Has anyone ever actually used Groove? Or Mesh? They are both awful. I've heard Lotus Notes was even worse. I don't really put much weight on Ozzy's opinion.
That said, I think Wave is VERY WEB. Which is exactly why it stands a chance of succeeding where Ozzy's attempts have failed. I looked at the protocol and it doesn't seem all that crazy or complex. Robots can be written in any language as long as they can read and write JSON over HTTP. Gadgets are written in HTML and Javascript and are deployed over the web. It appears that near 100% of the gadgets and robots they demoed are UNIX-style "small, well-written programs that do one job well" and they plugin to a more complex UI.
Distributed, micro-kernel applications -- like the web -- do not preclude big ideas and large host apps. Browsers themselves are incredibly complex. If Wave proves to have utility and people use it, I don't see how it could fail.
Lotus Notes was a very imaginative product. I used it for a while at a couple of clients while I was consulting. One application was to build a moderately sophisticated document tracking workflow process. The other was to build various small databases for status reports and project status applications.
It was exceedingly simple to build simple network-based applications that would pretty much instantly replicate to wherever you wanted it. The applications were not very pretty, and all had a similar look and feel. It was extremely imaginative. I remember Bill Gates even back then, while taking a jibe at Ozzie for putting an OS in the product, said that he was one of the smartest programmers out there.
The web kind of changed everyone's way of thinking about that sort of stuff, and Notes kind of faded.
I am not quite sure what being anti-web means. If web means nice GUI brower stuff, then maybe, but if you think of web as being protocols with clients and servers, then I wouldn't agree.
I get the feel that Ozzie feels upstaged by Google. He's been trying really hard to do "collaboration tools" since Lotus Notes with not much mainstream success.
And now, here comes Google and boom, everyone wants one.

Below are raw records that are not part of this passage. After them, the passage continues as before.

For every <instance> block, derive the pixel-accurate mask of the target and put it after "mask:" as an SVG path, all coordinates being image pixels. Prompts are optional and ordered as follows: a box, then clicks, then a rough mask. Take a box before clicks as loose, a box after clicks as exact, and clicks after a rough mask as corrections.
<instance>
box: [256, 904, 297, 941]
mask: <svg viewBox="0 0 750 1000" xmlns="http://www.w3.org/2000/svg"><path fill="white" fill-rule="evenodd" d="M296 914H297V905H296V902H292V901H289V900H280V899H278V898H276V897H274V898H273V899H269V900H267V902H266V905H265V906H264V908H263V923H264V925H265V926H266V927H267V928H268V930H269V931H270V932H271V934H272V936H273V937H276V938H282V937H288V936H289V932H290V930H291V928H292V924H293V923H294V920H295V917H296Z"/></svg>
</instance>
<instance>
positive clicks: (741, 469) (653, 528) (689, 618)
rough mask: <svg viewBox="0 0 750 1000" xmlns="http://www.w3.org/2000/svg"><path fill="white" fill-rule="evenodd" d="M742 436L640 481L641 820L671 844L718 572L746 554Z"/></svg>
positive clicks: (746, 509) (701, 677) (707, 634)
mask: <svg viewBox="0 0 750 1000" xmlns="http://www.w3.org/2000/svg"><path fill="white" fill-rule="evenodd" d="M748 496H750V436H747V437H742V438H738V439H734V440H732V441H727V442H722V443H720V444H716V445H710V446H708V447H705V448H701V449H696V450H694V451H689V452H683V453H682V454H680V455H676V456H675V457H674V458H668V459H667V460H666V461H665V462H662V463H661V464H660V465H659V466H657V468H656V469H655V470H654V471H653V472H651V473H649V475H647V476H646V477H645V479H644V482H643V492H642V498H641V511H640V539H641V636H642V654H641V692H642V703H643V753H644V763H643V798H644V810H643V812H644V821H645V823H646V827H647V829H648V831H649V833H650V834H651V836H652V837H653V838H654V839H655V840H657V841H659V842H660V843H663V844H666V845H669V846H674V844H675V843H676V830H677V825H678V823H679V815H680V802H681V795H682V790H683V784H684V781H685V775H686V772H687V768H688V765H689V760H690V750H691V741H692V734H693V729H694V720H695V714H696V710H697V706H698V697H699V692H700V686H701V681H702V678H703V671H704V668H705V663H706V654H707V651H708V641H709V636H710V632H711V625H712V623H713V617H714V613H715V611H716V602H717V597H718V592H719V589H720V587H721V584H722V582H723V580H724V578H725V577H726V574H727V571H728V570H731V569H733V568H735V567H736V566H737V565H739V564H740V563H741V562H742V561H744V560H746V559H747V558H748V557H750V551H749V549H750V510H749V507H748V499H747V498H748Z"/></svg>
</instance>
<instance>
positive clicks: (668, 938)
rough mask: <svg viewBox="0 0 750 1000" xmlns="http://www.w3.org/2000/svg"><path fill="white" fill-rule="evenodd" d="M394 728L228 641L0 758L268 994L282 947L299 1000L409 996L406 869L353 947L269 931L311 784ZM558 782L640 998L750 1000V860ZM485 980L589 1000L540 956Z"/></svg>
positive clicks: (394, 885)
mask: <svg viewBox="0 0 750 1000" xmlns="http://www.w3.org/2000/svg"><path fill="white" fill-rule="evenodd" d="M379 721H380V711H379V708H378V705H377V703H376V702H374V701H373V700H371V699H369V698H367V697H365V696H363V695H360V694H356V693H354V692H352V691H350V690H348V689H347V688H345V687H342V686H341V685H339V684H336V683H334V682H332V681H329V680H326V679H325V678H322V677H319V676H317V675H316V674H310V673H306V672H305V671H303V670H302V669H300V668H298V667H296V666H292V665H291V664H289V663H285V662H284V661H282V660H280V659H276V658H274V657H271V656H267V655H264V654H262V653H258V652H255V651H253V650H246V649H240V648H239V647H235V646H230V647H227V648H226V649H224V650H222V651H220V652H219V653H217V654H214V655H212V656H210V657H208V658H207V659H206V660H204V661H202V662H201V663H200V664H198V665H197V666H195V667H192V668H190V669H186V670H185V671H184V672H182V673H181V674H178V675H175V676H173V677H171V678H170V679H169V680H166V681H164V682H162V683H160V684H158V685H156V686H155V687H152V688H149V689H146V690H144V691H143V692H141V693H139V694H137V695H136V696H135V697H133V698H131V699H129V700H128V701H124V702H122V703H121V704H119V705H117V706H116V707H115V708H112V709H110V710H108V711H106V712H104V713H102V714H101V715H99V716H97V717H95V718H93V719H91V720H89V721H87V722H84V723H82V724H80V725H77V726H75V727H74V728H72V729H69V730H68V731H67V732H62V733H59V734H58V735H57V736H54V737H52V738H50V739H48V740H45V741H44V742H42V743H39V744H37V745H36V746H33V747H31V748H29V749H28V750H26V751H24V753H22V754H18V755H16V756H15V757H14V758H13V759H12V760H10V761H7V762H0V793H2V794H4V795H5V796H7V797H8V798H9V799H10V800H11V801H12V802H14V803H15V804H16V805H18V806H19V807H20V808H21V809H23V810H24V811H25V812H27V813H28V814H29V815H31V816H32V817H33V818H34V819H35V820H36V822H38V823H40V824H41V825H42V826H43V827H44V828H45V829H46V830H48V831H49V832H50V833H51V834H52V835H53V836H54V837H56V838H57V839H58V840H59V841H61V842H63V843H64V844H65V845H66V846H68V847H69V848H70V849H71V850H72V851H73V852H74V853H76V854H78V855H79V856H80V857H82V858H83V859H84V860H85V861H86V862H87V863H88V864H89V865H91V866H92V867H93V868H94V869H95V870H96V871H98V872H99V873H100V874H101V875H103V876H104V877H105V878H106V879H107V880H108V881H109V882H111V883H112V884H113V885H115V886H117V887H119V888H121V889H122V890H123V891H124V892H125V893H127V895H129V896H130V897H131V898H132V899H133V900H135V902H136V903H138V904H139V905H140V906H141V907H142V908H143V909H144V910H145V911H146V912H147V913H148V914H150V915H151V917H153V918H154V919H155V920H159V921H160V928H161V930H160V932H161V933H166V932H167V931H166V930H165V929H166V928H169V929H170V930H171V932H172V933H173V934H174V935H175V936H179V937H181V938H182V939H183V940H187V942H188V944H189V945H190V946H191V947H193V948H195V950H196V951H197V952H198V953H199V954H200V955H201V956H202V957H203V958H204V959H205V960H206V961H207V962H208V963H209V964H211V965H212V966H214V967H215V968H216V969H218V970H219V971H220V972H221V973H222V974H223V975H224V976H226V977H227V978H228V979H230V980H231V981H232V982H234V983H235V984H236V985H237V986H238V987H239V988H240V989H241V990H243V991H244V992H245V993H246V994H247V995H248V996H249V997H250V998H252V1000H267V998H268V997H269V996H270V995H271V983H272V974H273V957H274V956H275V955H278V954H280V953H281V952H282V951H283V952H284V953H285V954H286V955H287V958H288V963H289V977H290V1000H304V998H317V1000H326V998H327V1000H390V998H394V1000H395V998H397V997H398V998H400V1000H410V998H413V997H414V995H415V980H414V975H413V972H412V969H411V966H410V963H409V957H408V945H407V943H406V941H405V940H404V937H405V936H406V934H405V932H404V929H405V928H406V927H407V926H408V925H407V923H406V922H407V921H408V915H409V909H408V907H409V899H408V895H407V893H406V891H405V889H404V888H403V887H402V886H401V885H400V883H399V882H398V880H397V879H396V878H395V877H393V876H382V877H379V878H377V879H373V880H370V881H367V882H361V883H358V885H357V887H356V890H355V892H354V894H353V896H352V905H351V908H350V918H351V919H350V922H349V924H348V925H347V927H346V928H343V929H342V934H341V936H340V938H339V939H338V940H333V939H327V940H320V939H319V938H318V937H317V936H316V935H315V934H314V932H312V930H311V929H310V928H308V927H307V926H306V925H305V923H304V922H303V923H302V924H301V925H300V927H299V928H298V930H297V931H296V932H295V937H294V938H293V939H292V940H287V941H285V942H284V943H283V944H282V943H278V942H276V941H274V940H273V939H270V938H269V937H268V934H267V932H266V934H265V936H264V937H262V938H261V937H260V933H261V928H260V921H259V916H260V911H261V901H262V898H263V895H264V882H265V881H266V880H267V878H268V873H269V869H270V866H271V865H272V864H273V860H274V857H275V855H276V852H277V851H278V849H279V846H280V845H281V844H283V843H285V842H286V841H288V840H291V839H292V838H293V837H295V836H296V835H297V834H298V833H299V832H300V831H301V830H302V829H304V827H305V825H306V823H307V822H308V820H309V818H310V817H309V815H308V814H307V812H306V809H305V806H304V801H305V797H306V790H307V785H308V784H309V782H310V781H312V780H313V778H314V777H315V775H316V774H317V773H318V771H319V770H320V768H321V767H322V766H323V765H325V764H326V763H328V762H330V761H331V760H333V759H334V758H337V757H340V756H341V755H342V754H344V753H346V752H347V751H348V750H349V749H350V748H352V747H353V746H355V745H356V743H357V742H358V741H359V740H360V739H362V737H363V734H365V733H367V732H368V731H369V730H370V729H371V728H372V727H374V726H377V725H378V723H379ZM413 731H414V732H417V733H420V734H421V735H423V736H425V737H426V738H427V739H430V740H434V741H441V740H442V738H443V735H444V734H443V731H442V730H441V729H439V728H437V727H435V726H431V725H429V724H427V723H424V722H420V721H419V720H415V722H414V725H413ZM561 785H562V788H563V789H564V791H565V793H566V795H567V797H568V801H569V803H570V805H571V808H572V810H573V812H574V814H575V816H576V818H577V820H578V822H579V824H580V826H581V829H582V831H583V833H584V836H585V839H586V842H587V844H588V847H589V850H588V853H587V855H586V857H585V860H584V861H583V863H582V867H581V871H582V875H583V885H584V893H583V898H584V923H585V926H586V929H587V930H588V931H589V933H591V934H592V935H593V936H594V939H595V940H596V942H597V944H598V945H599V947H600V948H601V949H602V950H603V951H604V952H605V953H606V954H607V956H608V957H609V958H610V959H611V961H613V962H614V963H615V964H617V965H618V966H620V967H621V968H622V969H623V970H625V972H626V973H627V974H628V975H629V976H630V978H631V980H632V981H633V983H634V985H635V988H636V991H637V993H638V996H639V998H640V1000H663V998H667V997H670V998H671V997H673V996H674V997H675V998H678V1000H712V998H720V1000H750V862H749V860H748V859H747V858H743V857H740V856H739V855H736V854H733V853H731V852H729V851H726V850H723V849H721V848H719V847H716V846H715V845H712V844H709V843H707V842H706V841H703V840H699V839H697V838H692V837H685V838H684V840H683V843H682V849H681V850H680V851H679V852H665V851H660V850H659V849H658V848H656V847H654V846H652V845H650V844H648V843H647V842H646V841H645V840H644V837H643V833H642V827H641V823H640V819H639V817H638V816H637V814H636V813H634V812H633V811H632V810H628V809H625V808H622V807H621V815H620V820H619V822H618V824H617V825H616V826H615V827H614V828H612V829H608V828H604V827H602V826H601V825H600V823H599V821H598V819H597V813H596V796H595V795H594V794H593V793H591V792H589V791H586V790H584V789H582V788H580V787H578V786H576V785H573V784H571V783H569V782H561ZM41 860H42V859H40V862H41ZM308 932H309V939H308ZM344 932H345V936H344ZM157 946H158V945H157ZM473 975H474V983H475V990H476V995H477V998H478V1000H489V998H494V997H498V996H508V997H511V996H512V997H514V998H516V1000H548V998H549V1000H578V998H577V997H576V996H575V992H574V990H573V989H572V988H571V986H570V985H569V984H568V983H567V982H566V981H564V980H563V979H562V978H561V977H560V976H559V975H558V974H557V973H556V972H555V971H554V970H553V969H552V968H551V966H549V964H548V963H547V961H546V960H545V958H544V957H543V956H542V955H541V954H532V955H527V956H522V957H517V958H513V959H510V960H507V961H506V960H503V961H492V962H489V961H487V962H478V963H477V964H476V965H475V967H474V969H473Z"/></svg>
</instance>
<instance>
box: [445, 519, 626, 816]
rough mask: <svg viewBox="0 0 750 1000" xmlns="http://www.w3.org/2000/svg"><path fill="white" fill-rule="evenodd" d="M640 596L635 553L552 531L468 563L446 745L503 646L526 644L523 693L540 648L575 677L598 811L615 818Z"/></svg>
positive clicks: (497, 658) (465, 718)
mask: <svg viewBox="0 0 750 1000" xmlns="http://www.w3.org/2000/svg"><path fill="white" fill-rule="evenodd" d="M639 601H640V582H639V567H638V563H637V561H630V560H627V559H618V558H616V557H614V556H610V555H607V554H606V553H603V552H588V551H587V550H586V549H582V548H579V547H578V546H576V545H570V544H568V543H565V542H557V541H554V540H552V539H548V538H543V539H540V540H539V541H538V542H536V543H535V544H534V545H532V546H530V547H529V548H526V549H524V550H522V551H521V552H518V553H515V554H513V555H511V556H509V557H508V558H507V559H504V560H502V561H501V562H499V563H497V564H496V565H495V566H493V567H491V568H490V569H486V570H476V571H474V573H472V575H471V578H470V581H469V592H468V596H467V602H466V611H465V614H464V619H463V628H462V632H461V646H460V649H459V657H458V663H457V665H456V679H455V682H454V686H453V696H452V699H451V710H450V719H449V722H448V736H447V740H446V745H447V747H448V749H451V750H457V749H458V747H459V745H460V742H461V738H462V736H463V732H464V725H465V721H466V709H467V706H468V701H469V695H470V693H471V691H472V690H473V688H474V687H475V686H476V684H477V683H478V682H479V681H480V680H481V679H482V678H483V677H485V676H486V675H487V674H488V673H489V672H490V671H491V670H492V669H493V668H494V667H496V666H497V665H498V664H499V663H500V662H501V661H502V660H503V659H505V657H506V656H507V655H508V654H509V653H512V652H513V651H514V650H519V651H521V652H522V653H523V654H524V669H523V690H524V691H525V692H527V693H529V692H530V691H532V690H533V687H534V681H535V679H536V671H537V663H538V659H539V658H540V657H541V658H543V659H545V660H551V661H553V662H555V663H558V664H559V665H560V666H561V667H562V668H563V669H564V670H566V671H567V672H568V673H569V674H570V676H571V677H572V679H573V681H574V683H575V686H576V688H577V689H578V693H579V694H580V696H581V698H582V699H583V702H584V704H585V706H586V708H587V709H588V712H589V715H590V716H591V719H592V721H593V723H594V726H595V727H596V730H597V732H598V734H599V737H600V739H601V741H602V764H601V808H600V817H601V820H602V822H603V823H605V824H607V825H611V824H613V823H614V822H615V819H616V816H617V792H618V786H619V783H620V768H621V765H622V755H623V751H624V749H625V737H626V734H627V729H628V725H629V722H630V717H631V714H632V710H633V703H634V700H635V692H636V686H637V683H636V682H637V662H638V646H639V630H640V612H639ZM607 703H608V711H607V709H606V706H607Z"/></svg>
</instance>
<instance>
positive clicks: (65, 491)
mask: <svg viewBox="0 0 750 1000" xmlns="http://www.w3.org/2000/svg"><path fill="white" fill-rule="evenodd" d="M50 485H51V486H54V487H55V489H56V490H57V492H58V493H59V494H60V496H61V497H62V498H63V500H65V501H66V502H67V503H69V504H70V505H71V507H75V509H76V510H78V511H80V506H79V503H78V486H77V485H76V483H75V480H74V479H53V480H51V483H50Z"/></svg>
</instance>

Yes, I see the underlying platform of Wave as basically distributed version/concurrency control. I don't believe that one must use any of the Wave client stuff to interoperate. Furthermore, isn't this just a matter of degree vs. kind? One could make the argument that the standard for an email message is overly restrictive or that IM protocols limit innovation.
I tried Groove back in the day, and it was actually one of the first "prior art" things I thought of when watching the Wave demo video. And, IIRC, Groove's backend was some sort of XML database....
That said, I think Wave is VERY WEB. Which is exactly why it stands a chance of succeeding where Ozzy's attempts have failed. I looked at the protocol and it doesn't seem all that crazy or complex. Robots can be written in any language as long as they can read and write JSON over HTTP. Gadgets are written in HTML and Javascript and are deployed over the web. It appears that near 100% of the gadgets and robots they demoed are UNIX-style "small, well-written programs that do one job well" and they plugin to a more complex UI.
Distributed, micro-kernel applications -- like the web -- do not preclude big ideas and large host apps. Browsers themselves are incredibly complex. If Wave proves to have utility and people use it, I don't see how it could fail.